Page MenuHomePhabricator

Varnish does not honor Cache-Control for Graphoid
Closed, ResolvedPublic

Description

It seems graphoid keeps returning cache miss:

yurik@steppenwolf:~/wmf/graphoid/deploy$ curl -I https://graphoid.wikimedia.org/www.mediawiki.org/v1/png/Extension%3AGraph%2FDemo/1647673/3cbe2b968108670c001e230dca4682a9d03f8814.png
HTTP/1.1 200 OK
Server: nginx/1.6.2
Date: Tue, 12 May 2015 16:26:12 GMT
Content-Type: image/png
Connection: keep-alive
Access-Control-Allow-Origin: *
Access-Control-Allow-Headers: Accept, X-Requested-With, Content-Type
X-XSS-Protection: 1; mode=block
X-Content-Type-Options: nosniff
X-Frame-Options: SAMEORIGIN
Content-Security-Policy: default-src 'self'; object-src 'none'; media-src *; img-src *; style-src *; frame-ancestors 'self'
X-Content-Security-Policy: default-src 'self'; object-src 'none'; media-src *; img-src *; style-src *; frame-ancestors 'self'
X-WebKit-CSP: default-src 'self'; object-src 'none'; media-src *; img-src *; style-src *; frame-ancestors 'self'
Cache-Control: public, s-maxage=30, max-age=30
Accept-Ranges: bytes
X-Varnish: 1283394768
Age: 0
Via: 1.1 varnish
X-Cache: cp1045 frontend miss (0)

P.S. I have updated Graphoid to set Cache-Control to 30 seconds on both 200 & 400

Event Timeline

Yurik raised the priority of this task from to High.
Yurik updated the task description. (Show Details)
Yurik added a project: Graphoid.
Yurik added subscribers: Yurik, BBlack, mobrovac.

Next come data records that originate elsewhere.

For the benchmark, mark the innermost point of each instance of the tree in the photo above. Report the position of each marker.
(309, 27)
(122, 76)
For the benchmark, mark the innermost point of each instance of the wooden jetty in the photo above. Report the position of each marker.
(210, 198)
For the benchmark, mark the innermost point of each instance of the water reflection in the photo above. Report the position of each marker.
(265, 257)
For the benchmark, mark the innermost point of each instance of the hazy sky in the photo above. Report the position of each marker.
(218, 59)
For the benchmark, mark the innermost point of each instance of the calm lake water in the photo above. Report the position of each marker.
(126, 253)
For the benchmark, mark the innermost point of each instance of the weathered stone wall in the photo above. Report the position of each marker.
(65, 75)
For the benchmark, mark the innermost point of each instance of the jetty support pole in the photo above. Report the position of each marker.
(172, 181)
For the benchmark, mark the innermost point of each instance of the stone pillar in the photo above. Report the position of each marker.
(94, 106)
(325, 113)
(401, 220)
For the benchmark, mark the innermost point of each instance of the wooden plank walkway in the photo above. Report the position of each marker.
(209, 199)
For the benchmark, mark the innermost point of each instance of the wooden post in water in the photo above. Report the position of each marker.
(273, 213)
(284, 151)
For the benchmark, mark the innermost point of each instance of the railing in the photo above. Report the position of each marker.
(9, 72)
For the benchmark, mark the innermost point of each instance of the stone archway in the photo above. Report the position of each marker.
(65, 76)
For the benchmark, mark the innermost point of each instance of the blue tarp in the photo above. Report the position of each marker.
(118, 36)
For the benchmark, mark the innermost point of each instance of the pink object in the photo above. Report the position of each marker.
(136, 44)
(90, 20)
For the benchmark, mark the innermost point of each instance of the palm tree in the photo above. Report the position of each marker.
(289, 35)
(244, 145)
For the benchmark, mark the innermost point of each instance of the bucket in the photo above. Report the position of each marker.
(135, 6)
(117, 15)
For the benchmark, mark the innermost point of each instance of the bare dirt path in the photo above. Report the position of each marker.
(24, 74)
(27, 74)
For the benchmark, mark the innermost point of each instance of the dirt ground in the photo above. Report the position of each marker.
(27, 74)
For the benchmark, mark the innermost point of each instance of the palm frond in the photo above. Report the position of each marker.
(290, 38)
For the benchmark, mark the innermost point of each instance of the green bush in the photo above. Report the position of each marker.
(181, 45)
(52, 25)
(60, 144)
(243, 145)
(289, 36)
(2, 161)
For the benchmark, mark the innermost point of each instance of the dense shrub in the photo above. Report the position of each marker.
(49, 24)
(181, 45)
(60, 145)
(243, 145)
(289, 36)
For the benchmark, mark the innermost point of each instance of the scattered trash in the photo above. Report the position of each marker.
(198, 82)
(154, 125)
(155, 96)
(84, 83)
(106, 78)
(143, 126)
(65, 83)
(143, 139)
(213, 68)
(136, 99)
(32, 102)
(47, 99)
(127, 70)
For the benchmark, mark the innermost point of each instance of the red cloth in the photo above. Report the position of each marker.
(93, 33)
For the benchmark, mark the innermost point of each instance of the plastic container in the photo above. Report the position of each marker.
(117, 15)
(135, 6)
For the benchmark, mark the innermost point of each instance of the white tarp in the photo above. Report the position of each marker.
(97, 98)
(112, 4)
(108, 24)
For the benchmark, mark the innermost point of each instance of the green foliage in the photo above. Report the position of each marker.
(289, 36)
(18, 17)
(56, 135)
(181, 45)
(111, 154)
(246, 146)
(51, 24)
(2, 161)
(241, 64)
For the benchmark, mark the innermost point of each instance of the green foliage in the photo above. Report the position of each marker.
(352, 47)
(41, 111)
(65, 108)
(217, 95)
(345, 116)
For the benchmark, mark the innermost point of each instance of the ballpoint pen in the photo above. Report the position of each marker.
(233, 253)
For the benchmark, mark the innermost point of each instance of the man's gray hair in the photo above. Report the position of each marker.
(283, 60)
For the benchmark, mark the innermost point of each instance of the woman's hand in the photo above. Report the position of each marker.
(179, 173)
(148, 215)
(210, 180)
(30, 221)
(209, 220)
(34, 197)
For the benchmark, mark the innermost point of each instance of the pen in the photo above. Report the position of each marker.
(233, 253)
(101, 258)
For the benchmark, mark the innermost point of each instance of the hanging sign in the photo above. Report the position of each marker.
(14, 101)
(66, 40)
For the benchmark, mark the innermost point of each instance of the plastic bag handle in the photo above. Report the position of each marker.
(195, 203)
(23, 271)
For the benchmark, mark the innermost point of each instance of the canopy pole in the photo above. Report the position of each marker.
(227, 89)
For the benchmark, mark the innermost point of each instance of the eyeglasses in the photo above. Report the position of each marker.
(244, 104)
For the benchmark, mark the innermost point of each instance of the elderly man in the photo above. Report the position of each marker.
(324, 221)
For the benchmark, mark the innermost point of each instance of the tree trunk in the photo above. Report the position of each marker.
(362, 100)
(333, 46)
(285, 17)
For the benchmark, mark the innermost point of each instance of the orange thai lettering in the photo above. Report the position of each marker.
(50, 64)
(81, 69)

The parsoidcache varnish instances graphoid runs through are configured to not cache graphoid, intentionally, AFAICS. We could address that, but first we'd need to look into what kind of cache lifetimes the graphoid service is setting in its reply headers, and whether or how we plan to invalidate stale cache entries, if at all.

If it's not critical, it might be best to defer these issues until the restbase service's entry point subsumes the need for parsoidcache for this service, as I imagine response caching will work entirely differently through that.

What @BBlack says. Performance on a different domain isn't as good either, so moving to /api/rest_v1/ should be better for perf in any case.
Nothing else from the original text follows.